Гембицкий мысленно перекрестился: «Ну ее к господу богу! Обойдусь с какой-нибудь попроще, от греха подальше». «Сжать твою, мой ангел, руку я спешу в последний раз», — прозвучал в его ушах ее томный голос.
— Итак, господа, задачи ясны. Вот именно: своя голова ближе к телу. Расходиться будете порознь. Господин Гембицкий, повторяю: на Новицкого денег не жалейте! В штабе исподволь сводите на нет приказы Фрунзе. Убеждайте Берзина, Лазаревича, Яковского и других в невозможности удержать Колчака восточнее Волги, в необходимости заблаговременного отступления за Волгу…
«Ах, Сашка, Сашка, преданный все же был мужик! Бодренький был, — Нелидова думала о муже уже в прошедшем времени, — конечно, не Безбородько, толстоват, с одышечкой, но все же кое-что… Да, Уильямс — молодец, никаких сантиментов, четкий расчет, и дело сделано. Вот у кого учиться….»
Гембицкий ушел.
— Не жалейте денег, чтобы попасть на свидание в тюрьму, Галина Ивановна, — сказал Уильямс. Он аккуратно положил перед нею десять больших золотых монет. — Эти ключи откроют любые двери.

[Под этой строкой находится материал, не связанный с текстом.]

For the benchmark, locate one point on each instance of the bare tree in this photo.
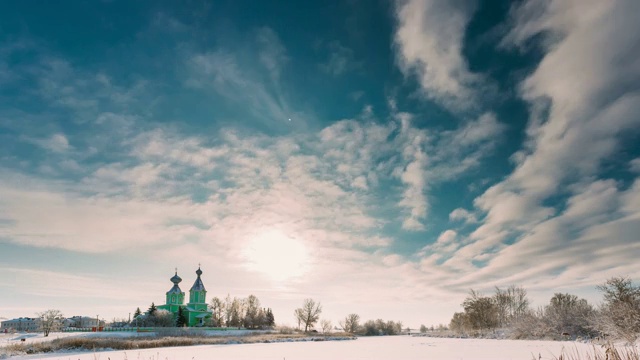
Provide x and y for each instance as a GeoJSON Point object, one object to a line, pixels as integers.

И поверьте мне, старому опытному человеку: они легко позволят нам утешиться, потеряв Сашу, Машу, Пашу, Глашу или кто там еще есть. — Он засмеялся, и она поддержала его звонким смехом.
21 января — 8 апреля 1919 года
Петроград — Инза — Самара — Бузулук — село Палимовка под Бузулуком
Не торопясь постукивают колеса по стыкам рельсов. Медленно, очень медленно ползет по бесконечным зимним путям эшелон с петроградскими добровольцами, сутками простаивая на разъездах, неторопливо одолевая подъемы, не увеличивая скорость и на спусках: наверх — дров мало, вниз — тормоза изношены, в случае чего сразу не остановишь. Десять часов простояли на станции Инза, неясно было, куда направят дальше, и вот наконец послали в Самару — в Четвертую армию.
В теплушке натоплено, равномерно качается мерцающий фонарь под потолком. По одну сторону от печки молодые бойцы лежат на нарах, тихо и складно поют, глядя в огонь, — можно было спеться за долгую дорогу. В другой половине молодежь сбилась в кучу вокруг Еремеича, старого рабочего, бывалого солдата, ныне — старшего по вагону. Покручивая длинные усы, Еремеич поучает:
— Вот, например, ночь. Едешь в дозоре впереди разводки — шашку никогда в ножнах не держи. Разведчиков перво-наперво из засады за ноги хватают и с коня тянут: живьем норовят языка взять. Так вот шашечка, коли она у тебя в руке, да к плечу заранее прижата, тут и спасает вмиг. Рубани его по тем рукам, что за ноги тебя схватили, а потом того, кто впереди коня за узду поймал. Освободил коня, враг опешил, а ты развернулся и с места в карьер скачи назад своих упредить. Было так у меня в пятом году в Маньчжурии, чуть в лапы к японцам не попал, да зарубил их, человек пять, и ускакал. Так и в четырнадцатом году под Гумбиненом в Восточной Пруссии немцы меня из засады было схватили. А тут шашечка-то наготове была. Зарубил я тогда их троих, да еще и «Георгия» заработал. Дело понятное?